Automatic Iteration Limit
Let’s see it without the max limit parameter:
public bool IsPointInMandelbrotSet(Complex c)
{
var z = Complex.Zero;
var oldZ = Complex.Zero;
int stepsTaken = 0;
int stepLimit = 2;
int iterations = 0;
while (z.Magnitude <= 2)
{
z = z * z + c;
// z matches an old value, so we found a cycle
if (z == oldZ)
return true;
// Time to update the old value
if (stepsTaken == stepLimit)
{
oldZ = z;
stepsTaken = 0;
stepLimit *= 2;
}
stepsTaken++;
iterations++;
}
// Point escaped, so it's not in the Mandelbrot set
return false;
}
For points inside of the set, it relies entirely on the cycle detection algorithm for knowing when to stop.
When I implemented it the first time, I screwed up when the values were compared (basically, the z == oldZ part was inside the next if statement).

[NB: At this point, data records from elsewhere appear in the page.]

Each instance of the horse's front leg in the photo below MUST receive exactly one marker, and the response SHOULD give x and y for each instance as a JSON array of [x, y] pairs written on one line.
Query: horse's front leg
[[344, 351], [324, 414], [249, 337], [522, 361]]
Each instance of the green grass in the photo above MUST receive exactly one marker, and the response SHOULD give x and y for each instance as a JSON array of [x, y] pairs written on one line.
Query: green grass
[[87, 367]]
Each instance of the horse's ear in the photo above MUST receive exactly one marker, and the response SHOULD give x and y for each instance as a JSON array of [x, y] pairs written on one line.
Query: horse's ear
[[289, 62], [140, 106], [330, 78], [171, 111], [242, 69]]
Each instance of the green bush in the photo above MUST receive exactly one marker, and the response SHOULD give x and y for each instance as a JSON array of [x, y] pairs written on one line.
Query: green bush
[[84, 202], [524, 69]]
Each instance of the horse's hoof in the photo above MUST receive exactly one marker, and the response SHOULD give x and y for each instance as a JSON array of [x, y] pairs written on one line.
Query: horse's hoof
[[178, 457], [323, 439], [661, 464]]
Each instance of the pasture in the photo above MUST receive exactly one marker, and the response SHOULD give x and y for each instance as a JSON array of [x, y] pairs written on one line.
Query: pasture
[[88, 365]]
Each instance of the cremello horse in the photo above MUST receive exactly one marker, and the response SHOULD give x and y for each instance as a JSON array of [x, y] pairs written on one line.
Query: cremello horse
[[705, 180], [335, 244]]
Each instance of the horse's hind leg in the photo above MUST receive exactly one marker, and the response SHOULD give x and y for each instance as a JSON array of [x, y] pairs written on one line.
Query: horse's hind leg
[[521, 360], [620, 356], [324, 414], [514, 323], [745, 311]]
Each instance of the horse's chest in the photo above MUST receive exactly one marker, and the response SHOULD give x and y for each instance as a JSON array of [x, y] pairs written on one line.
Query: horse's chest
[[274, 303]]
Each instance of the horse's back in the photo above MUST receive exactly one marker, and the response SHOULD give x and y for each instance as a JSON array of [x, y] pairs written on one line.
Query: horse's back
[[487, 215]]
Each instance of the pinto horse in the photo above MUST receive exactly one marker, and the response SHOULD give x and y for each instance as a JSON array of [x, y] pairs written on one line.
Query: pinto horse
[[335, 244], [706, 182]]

I also didn’t use a separate counter for stepsTaken either, which I’m sure screws up the math. In my defense, the pseudo code on Wikipedia is a bit unclear and isn’t exactly the same usecase as this.
Is it fast?
Well, it depends on your max iteration limit and the points you’re feeding it… If you have a really low iteration limit, it might take substantially more iterations to find a cycle than just iterating for a set amount.
Let’s benchmark this. We’ll compute a 25x25 grid of points in a complex area with real bounds of (-1.45, 0.75) and imaginary bounds of (-1.1, 1.1). This will give us a good mix of points outside and inside the set. We’ll leave out threading and geometric checks that can short-circuit the algorithm and plot the relative speed of each method (using the finite limit approach as the baseline; I.E. 1).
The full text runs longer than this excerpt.